В общем. Ворон уже прикидывал возможности своего срочного исчезновения из области, а затем из российских пределов вообще. Конечно, стартового капитала в пятьдесят тысяч баксов, уже лежащего в одном из банков на Кипре, и киргизского паспорта для приличной жизни за рубежом было маловато. Тем более что для серьезных людей вроде Соловьева достать Ворона и в Киргизии, и на Кипре было не так уж трудно. Но кое-какой шанс пожить подольше все-таки предоставлялся.
Так что сверхранний звонок Сэнсея его обрадовал. Надо же! Давал три дня, а он за сутки успел. Конечно, еще волнует вопрос, не подменили ли содержимое коробки, но непохоже, чтоб ее распаивали и запаивали вновь. В конце концов, за содержимое он. Ворон, не отвечает. Что там было, ему не говорили. Просили коробку — нате и отвяжитесь. А если в коробке окажется нужный товар, господин Соловьев обещал сто тысяч баксов. Это уже кое-что. Можно тихонько распродать все в здешних местах и отвалить на Кипр с киргизским паспортом, к тому ж с гораздо большими бабками.
С билетами все решилось быстро.
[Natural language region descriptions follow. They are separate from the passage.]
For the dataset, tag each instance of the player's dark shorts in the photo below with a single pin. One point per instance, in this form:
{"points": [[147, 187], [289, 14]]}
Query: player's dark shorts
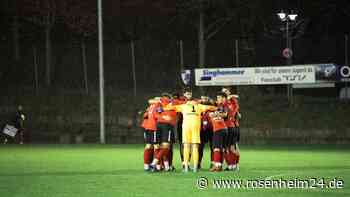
{"points": [[151, 137], [232, 137], [167, 132], [218, 138], [179, 131], [206, 136]]}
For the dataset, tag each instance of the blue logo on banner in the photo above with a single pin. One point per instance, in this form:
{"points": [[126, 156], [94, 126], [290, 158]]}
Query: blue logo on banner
{"points": [[218, 72], [186, 76]]}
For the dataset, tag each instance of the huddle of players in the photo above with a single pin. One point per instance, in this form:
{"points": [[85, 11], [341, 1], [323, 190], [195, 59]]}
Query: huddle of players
{"points": [[198, 122]]}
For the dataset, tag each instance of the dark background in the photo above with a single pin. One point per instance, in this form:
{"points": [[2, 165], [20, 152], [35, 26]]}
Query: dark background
{"points": [[156, 27]]}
Свободных мест было завались, правда, погода пока оставляла желать лучшего.
— В аэропорт едем, Борис Андреевич? — поинтересовался водитель, слушавший, как Ворон заказывал билеты на московский рейс.
— Сейчас 6.27, — Ворон посмотрел на часы, — а первый рейс на Москву в 9.30. Да еще наверняка задержат, видишь, погода какая. Можно на часик заехать позавтракать. А то встали ни свет ни заря, протряслись на голодный желудок. В аэропорту ресторан поганый, крысами еще накормят. Давай-ка в «Филумену» заскочим.
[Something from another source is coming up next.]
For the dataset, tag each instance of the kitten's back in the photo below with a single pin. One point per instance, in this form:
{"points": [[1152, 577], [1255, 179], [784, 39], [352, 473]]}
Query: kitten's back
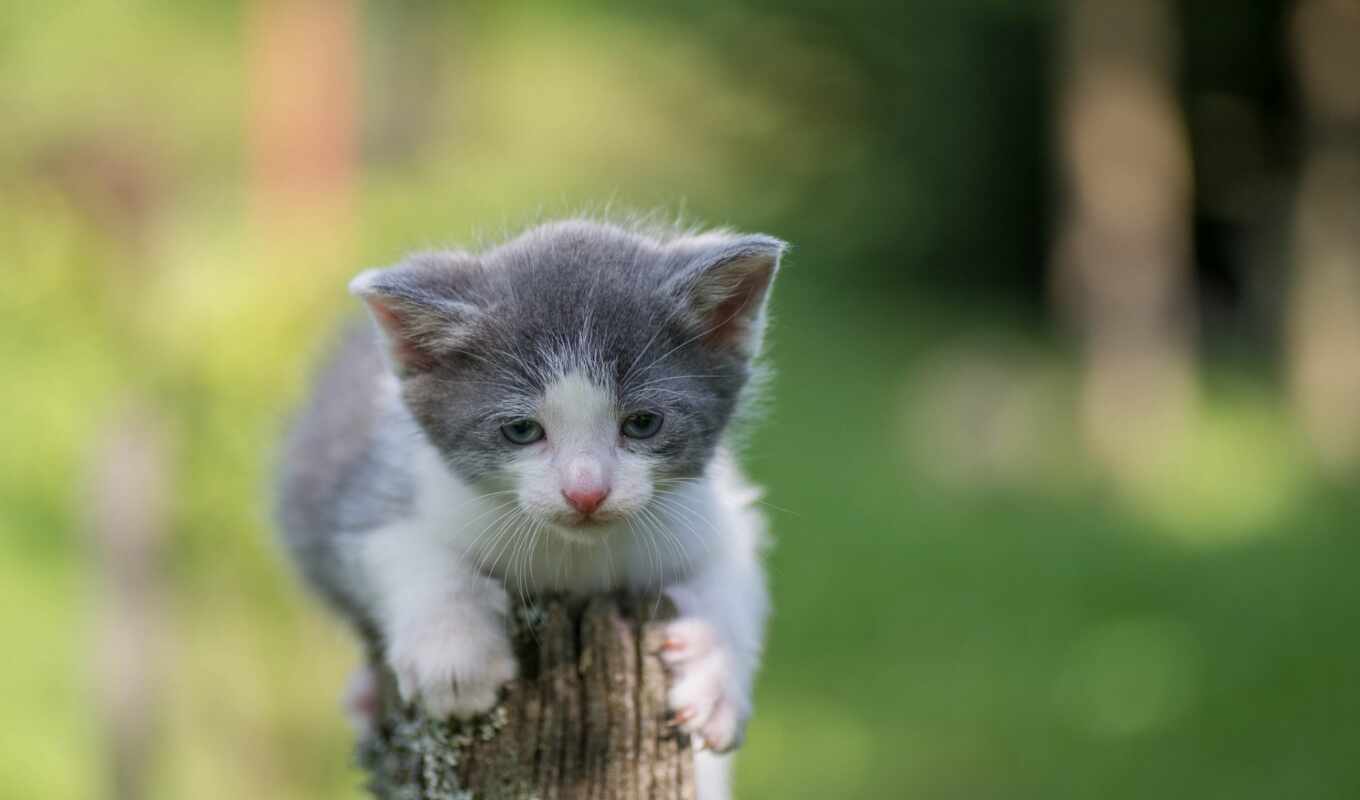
{"points": [[333, 479]]}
— Бу сделано! — бодро отозвался шофер.
Ворон вытащил мобильный и нажал шесть кнопок.
— Коля? Привет, дорогой, Гнездилов говорит. Нужен завтрак на шесть персон. Плотный. Отбивные с картошечкой, салатик, бутерброды. Вина не нужно. Лучше кофе. Действуй, родной, действуй. Через четверть часа подъедем.
Действительно, через четверть часа «Шевроле-Блейзер» и «девятка» притормозили на углу улицы Новаторов и возрожденной из забытья Крестовоздвиженской (бывшей Урицкого). Здесь, в бывшем хозмаге, где когда-то был потрясающий выбор гвоздей и шурупов, вот уже несколько лет располагался ресторан «Филумена», который старожилы упрямо именовали «Шурупом».
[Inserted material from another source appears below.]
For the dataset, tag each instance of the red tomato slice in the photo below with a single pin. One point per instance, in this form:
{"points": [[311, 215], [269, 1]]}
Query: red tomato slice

Швейцар с бородищей, расчесанной на две стороны в подражание адмиралу Макарову, почтительно поклонился господину Гнездилову, сунувшему ему в ладонь полтинник. Вышибалы, у одного из которых на щеке просматривалась свежая ссадина, тоже изобразили приветливые улыбки, хотя получилось у них это неважно. Должно быть, сказывалась бессонная ночь.
Распорядитель Коля, в алом пиджаке, при бабочке на слегка помятой рубашке, с выражением совершеннейшего почтения и преданности на упитанном личике, залепетал:
— Борис Андреевич, милости просим! Прошу, господа, прошу проходить…
На втором этаже в отдельном кабинете уже был накрыт стол на шесть персон, а также стояли в ожидании распоряжений две стройненькие официанточки.
Пока Ворон с пятью сопровождавшими завтракал, у машин оставалось еще трое. Их должны были сменить те, кому Ворон велел побыстрее ворочать челюстями. Одному из сторожей было поручено приглядывать за коробкой, упакованной в толстый, металлической расцветки кейс типа «президент».